Twelve people were killed when a Myanmar military plane crashed in a central region of the country Thursday, a spokesman for the junta said.
The plane, which was carrying six crew and eight passengers, crashed near the city of Pyin Oo Lwin, the spokesperson said in a statement to journalists, blaming the cause on ‘bad weather’.
‘It lost communications when it was 400 metres (1,300 feet) away from a steel factory near the airport,’ Zaw Min Tun said in a statement.
A senior monk was among those on board, the statement said, adding a team had been able to rescue a boy and a sergeant, who had been sent to a nearby military hospital.
Emergency workers were still on the scene, it continued.
A picture posted on social media showed the twisted body of a plane lying in a field.
Myanmar's Buddhist monkhood led an earlier struggle against military rule but is split on the coup that ended the country's nascent democracy, with some prominent religious leaders defending the new junta.
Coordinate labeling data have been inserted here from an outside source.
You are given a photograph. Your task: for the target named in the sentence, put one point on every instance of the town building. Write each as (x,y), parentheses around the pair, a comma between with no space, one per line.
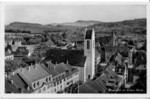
(41,78)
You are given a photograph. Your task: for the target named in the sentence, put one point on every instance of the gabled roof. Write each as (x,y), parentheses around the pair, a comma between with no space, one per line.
(9,88)
(84,88)
(19,85)
(88,34)
(96,86)
(34,73)
(114,49)
(74,57)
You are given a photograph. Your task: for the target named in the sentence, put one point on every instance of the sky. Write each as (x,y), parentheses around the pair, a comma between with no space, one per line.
(46,14)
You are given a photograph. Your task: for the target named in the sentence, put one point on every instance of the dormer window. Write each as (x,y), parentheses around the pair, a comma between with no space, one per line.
(46,79)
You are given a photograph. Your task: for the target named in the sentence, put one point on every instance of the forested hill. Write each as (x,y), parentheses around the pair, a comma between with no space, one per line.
(126,26)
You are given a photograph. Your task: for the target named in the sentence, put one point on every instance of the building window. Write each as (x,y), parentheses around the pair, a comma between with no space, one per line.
(89,76)
(44,89)
(34,85)
(88,44)
(46,79)
(38,83)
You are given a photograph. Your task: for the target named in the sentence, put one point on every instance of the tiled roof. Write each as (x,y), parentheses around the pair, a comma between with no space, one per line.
(84,88)
(88,34)
(18,85)
(74,57)
(114,49)
(34,73)
(50,69)
(9,88)
(96,85)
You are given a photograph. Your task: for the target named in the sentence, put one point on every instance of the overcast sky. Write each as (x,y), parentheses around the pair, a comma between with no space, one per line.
(46,14)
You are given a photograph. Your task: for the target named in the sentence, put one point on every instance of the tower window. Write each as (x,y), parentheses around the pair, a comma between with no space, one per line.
(88,44)
(89,77)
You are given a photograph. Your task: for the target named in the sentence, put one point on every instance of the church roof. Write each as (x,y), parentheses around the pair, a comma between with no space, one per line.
(74,57)
(88,34)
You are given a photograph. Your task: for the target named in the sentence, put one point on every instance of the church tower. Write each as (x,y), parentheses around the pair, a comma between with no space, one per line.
(89,52)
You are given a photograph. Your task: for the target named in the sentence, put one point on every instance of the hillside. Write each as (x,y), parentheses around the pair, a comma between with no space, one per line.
(136,26)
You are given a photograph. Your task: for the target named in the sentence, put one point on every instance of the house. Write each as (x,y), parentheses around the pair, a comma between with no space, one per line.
(41,78)
(85,60)
(9,53)
(108,81)
(20,52)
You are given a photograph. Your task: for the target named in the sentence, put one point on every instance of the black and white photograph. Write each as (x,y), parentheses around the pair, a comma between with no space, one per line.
(77,48)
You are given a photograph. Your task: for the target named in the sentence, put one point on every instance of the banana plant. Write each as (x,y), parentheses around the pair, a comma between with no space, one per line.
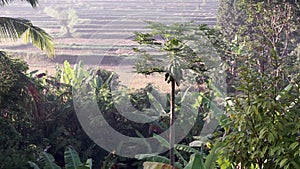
(166,50)
(197,159)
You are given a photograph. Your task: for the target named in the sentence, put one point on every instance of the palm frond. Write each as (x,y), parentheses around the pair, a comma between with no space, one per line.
(14,28)
(33,3)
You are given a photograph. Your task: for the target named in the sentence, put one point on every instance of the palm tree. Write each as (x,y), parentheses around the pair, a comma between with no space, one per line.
(15,28)
(12,29)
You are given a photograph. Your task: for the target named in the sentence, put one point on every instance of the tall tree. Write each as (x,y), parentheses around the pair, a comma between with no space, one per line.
(262,126)
(15,28)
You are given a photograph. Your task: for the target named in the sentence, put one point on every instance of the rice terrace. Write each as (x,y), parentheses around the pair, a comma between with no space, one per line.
(100,31)
(149,84)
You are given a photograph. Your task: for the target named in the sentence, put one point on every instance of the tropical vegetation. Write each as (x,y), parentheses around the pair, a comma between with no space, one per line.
(255,47)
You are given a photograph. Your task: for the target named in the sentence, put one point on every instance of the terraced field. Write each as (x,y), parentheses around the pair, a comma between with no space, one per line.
(101,31)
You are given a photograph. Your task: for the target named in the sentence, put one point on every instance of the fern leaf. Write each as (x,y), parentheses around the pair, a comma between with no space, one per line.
(48,161)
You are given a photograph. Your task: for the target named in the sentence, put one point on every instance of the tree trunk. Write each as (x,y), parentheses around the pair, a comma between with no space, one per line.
(172,119)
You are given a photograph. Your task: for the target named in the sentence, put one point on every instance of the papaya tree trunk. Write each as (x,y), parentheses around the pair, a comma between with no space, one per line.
(172,119)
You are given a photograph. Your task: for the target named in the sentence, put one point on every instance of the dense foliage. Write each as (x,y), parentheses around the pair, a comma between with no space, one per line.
(258,40)
(262,124)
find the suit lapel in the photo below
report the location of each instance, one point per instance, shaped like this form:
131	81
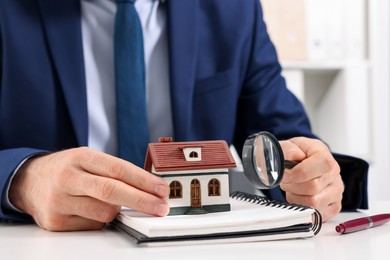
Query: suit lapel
182	28
62	22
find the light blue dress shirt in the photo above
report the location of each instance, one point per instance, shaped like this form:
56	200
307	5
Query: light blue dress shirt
98	18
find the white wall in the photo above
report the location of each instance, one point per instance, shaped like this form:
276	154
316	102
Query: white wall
379	50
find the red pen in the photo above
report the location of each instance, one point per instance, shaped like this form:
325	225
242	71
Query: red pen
362	223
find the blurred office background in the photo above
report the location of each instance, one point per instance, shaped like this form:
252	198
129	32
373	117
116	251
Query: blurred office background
336	59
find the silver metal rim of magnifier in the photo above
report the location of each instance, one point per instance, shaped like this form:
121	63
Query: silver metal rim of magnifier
251	169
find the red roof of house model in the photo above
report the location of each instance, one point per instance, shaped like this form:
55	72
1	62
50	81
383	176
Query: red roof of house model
169	156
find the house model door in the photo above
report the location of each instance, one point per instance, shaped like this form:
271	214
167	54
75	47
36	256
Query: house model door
195	194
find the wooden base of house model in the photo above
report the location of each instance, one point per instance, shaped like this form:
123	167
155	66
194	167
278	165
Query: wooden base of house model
197	174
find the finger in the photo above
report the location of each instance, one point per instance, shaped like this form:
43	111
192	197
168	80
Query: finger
311	168
108	166
291	151
89	208
118	193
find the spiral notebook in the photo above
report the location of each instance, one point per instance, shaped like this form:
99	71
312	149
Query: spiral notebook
252	218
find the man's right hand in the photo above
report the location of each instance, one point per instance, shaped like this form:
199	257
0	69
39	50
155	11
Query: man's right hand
82	189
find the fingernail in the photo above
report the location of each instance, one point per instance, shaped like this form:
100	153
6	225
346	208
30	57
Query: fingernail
286	178
162	209
161	190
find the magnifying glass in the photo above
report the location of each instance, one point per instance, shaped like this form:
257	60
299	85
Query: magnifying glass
263	160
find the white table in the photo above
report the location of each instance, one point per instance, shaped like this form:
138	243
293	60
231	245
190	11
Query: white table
31	242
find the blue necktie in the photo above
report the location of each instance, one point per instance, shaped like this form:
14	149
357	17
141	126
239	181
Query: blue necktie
132	125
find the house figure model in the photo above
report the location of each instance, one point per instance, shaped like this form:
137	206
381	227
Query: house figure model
196	172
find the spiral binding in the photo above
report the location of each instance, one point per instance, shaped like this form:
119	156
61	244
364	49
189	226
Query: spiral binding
264	201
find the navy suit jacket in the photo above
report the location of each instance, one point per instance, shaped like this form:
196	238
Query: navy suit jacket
224	72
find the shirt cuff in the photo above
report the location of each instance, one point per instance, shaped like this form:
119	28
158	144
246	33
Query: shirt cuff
6	203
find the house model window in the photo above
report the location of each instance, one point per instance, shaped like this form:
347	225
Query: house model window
192	154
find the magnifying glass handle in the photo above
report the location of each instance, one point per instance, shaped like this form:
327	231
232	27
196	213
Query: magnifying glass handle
290	164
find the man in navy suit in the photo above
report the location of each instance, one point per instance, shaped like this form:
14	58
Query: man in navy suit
212	73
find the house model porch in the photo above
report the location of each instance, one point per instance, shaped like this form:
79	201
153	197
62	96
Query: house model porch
196	172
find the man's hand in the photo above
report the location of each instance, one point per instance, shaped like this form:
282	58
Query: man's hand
316	180
82	189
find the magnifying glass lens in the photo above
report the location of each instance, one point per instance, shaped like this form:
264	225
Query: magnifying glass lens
263	160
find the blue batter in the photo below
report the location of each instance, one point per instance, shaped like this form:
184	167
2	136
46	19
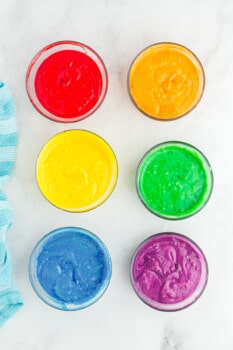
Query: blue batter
72	267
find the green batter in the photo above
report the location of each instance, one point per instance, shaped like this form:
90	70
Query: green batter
174	180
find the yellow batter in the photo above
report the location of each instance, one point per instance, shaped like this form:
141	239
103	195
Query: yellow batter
76	170
166	81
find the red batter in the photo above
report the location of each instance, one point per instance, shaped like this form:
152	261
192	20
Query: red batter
68	84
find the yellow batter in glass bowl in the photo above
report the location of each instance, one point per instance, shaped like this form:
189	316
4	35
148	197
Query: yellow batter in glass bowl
76	170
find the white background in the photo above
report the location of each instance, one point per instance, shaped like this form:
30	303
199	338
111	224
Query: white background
118	30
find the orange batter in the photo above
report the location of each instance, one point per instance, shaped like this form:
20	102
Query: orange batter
166	81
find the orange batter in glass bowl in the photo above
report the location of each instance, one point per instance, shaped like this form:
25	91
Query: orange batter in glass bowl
166	81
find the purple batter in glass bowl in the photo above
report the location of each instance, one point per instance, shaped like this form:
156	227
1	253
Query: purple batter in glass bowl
169	271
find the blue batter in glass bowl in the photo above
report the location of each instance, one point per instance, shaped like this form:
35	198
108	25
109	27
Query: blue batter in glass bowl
70	268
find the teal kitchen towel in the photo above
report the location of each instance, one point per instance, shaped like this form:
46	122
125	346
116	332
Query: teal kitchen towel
10	299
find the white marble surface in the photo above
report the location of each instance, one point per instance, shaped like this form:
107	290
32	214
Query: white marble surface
118	30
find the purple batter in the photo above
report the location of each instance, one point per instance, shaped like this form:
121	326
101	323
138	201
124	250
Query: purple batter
169	271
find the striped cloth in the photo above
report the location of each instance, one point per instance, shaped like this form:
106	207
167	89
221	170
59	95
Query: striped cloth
10	300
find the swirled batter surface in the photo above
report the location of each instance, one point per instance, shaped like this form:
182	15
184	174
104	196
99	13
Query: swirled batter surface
72	266
76	170
167	269
68	83
174	180
166	81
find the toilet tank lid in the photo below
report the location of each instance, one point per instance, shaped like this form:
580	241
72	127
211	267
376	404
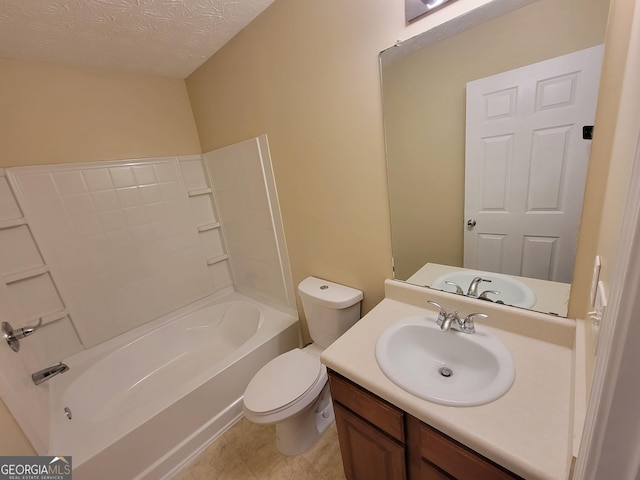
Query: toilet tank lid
329	294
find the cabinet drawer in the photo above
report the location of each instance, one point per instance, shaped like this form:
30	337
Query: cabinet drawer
373	409
457	460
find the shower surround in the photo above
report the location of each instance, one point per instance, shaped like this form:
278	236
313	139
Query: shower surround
100	249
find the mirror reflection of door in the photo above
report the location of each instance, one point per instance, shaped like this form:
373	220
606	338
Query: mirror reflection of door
526	165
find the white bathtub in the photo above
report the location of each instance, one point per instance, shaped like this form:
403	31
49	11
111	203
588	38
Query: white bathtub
143	404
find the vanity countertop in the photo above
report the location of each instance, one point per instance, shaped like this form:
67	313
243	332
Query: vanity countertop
529	430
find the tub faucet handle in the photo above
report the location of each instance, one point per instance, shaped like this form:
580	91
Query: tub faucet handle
13	337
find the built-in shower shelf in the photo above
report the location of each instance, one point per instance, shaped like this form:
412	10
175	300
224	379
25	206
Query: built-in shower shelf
199	191
12	222
217	259
208	226
25	274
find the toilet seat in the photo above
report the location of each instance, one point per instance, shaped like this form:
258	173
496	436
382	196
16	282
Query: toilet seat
290	381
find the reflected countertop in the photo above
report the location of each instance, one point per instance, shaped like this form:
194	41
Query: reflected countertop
551	296
529	430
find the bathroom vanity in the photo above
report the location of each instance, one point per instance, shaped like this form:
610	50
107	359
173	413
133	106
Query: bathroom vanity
387	433
378	440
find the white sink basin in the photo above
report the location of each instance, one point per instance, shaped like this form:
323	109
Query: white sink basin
449	368
512	291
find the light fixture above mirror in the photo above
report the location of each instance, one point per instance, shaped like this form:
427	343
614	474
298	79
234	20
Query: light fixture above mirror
415	9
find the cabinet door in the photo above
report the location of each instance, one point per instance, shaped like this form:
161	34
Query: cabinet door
431	472
449	456
367	453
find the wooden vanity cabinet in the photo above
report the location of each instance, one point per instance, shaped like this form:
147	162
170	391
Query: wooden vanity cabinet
378	441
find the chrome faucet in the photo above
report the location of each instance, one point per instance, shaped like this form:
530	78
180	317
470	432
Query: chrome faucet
473	287
13	336
46	373
447	321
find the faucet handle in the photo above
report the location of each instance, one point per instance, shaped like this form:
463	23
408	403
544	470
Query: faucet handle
458	288
442	314
468	325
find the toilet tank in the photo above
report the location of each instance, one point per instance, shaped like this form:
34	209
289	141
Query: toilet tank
331	309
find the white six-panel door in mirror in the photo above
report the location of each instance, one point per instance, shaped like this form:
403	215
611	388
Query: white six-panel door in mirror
526	164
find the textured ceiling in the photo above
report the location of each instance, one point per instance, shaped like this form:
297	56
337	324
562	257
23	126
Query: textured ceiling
159	37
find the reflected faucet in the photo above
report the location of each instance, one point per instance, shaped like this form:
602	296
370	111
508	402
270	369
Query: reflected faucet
46	373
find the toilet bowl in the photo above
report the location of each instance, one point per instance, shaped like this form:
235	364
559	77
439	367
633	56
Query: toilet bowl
292	390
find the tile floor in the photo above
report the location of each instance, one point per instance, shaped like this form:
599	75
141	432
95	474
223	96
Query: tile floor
248	452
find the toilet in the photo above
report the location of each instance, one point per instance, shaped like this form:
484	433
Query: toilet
292	390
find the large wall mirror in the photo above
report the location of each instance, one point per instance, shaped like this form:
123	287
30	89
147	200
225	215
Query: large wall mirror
424	82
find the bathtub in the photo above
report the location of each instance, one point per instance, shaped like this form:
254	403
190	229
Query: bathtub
143	404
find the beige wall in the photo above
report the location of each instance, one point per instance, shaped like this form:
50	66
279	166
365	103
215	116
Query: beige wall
56	113
424	105
307	75
612	154
12	440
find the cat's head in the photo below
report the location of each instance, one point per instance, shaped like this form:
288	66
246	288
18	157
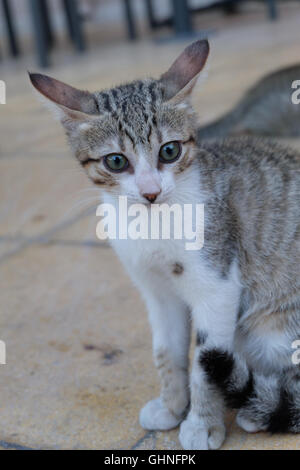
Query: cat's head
134	140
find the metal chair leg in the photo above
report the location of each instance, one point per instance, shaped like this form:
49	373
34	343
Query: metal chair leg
47	22
273	11
132	34
182	17
41	42
12	38
74	24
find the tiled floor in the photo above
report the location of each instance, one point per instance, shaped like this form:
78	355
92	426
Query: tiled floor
79	363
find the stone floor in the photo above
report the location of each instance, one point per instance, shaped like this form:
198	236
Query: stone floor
79	363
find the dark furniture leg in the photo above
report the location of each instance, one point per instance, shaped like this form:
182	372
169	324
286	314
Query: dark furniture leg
182	18
132	34
272	9
150	14
41	42
47	22
74	24
13	43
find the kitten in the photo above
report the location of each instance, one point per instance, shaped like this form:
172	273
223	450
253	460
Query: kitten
266	109
242	289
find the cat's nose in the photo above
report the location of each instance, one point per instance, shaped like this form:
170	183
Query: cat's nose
151	197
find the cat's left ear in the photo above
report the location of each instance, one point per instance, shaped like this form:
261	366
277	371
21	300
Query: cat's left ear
73	105
181	77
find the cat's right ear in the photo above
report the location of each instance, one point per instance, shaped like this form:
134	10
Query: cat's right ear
73	105
181	77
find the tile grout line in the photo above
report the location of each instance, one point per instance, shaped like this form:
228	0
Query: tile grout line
143	439
13	446
46	236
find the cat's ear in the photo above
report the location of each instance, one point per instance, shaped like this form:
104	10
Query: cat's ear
73	105
181	77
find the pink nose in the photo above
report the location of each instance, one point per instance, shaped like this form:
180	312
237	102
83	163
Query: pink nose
151	197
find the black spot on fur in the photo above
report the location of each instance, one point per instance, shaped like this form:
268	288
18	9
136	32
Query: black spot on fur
238	398
201	337
218	365
281	419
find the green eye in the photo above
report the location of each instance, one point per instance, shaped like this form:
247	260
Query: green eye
170	152
116	162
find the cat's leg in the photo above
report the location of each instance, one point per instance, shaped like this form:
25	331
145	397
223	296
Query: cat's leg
274	405
215	321
170	322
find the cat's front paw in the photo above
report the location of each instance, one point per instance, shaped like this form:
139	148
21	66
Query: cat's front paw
155	416
195	434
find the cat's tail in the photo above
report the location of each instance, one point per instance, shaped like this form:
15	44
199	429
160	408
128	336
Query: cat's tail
266	403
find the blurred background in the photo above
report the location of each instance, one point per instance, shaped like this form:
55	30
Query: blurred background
79	363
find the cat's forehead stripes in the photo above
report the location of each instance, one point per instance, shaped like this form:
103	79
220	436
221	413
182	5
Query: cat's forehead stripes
134	107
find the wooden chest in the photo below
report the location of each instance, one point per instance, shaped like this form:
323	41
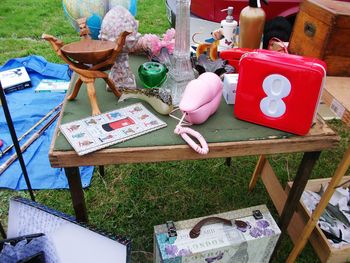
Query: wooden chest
322	30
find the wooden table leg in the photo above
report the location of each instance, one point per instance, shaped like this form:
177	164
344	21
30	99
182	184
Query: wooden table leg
258	168
101	169
303	174
336	178
77	194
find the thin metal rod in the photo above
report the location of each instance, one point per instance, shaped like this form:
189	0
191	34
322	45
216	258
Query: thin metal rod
35	136
2	231
7	149
15	140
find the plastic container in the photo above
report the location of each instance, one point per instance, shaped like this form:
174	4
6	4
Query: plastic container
229	27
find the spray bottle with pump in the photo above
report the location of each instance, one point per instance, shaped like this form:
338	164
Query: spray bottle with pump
251	25
229	26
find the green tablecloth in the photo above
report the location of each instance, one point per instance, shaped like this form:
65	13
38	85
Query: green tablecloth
220	127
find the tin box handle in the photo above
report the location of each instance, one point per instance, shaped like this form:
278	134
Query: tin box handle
309	29
196	230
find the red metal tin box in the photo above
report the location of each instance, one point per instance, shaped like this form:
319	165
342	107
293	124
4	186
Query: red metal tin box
280	91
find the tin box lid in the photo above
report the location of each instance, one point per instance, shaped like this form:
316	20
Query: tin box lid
68	241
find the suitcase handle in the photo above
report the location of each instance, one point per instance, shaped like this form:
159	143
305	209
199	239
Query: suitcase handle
196	230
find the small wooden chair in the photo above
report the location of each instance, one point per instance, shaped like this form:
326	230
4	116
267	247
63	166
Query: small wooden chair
89	58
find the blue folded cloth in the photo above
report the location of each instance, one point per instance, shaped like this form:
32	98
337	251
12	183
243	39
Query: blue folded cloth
27	107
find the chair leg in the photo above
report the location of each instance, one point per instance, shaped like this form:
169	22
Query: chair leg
258	168
101	169
76	89
112	86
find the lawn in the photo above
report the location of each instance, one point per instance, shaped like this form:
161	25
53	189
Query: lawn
130	199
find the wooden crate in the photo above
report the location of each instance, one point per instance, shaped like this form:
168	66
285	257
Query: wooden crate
336	95
322	30
318	240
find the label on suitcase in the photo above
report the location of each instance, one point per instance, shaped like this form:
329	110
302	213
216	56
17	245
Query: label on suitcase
245	239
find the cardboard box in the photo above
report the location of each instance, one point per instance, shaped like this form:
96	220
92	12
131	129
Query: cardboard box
325	251
15	79
218	241
336	95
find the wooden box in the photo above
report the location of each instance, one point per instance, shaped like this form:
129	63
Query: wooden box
318	240
336	94
322	30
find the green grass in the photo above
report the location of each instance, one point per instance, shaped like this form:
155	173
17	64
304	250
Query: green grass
131	199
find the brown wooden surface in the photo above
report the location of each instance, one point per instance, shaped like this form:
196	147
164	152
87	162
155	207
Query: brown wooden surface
77	193
331	41
337	89
319	138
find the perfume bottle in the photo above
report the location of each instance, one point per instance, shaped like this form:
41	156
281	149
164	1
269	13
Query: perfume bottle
181	71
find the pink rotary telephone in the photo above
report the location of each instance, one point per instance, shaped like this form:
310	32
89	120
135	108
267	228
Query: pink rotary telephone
200	100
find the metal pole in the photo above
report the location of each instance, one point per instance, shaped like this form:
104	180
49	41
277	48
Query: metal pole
32	128
15	141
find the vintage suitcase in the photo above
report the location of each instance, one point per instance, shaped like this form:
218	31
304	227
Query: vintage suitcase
322	30
280	91
238	237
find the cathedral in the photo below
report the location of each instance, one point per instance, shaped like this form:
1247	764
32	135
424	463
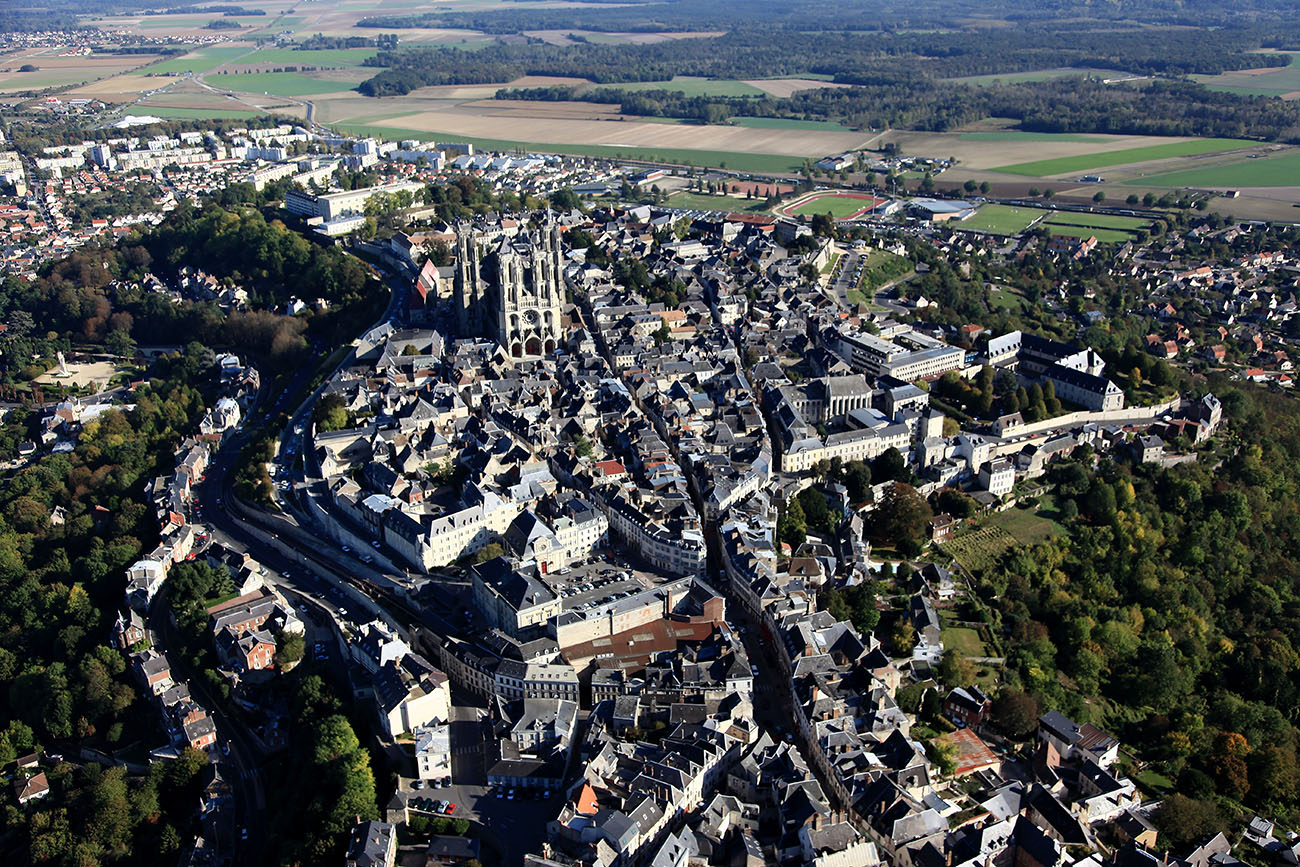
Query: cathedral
511	289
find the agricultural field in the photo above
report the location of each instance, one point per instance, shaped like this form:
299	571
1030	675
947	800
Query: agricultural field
1017	135
1001	220
53	70
278	83
1096	220
200	61
546	125
1026	527
783	87
965	641
1083	163
1039	76
1277	170
313	57
1270	81
693	87
1104	235
987	148
980	549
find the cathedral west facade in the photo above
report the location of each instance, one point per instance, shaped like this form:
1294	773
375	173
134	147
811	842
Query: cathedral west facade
511	289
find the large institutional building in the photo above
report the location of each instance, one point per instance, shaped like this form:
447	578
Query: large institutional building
511	289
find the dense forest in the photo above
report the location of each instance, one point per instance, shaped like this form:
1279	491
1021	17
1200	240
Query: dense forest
900	79
848	57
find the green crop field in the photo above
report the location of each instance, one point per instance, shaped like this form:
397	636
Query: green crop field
775	163
313	57
1001	220
1039	76
980	549
837	207
1015	135
1104	235
1086	161
277	83
694	86
1096	220
1262	172
785	124
193	113
199	61
1275	82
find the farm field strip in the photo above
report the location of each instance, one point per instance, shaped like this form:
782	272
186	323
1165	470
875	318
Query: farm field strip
1096	220
776	163
277	83
1104	235
692	86
1277	170
841	206
1083	163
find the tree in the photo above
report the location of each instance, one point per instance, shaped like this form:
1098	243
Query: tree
901	516
1227	763
290	647
1014	712
891	465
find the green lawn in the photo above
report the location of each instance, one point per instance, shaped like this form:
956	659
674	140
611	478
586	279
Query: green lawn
1006	299
277	83
694	86
701	202
1070	164
1262	172
837	207
1104	235
1096	220
194	113
1015	135
785	124
199	61
878	268
315	57
1001	220
775	163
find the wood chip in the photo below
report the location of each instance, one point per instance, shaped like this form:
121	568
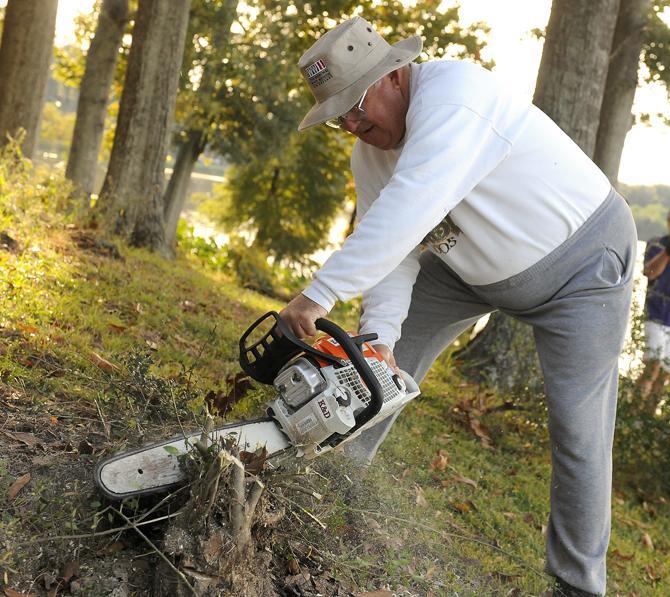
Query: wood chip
18	485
Pyin Oo Lwin is home to the Defence Services Academy, where the military's top brass are trained.
Junta leader Min Aung Hlaing, who ousted civilian leader Aung San Suu Kyi from power in the February 1 coup, is a graduate.
The military has sought to quell mass anti-junta protests with bloody crackdowns that have killed more than 800 civilians, according to a local monitoring group.
This has prompted civilians in some townships to form ‘defence forces’, while some of Myanmar's ethnic rebel armies have stepped up offensives against the military.
Last month, the Kachin Independence Army -- an ethnic rebel group that has waged a decades-long insurgency against the military -- downed an army helicopter during fierce clashes.
Plane crashes are common in Myanmar due to its underdeveloped aviation sector, and Myanmar's monsoon season has caused problems for commercial and military flights in the past.
A military plane crashed into the Andaman Sea in 2017, killing all 122 people on board in one of the deadliest aviation accidents in the country's history. Authorities blamed bad weather.
And in 2015, an Air Bagan passenger plane veered off the runway amid bad weather and heavy rain. A passenger and a person on the ground were killed.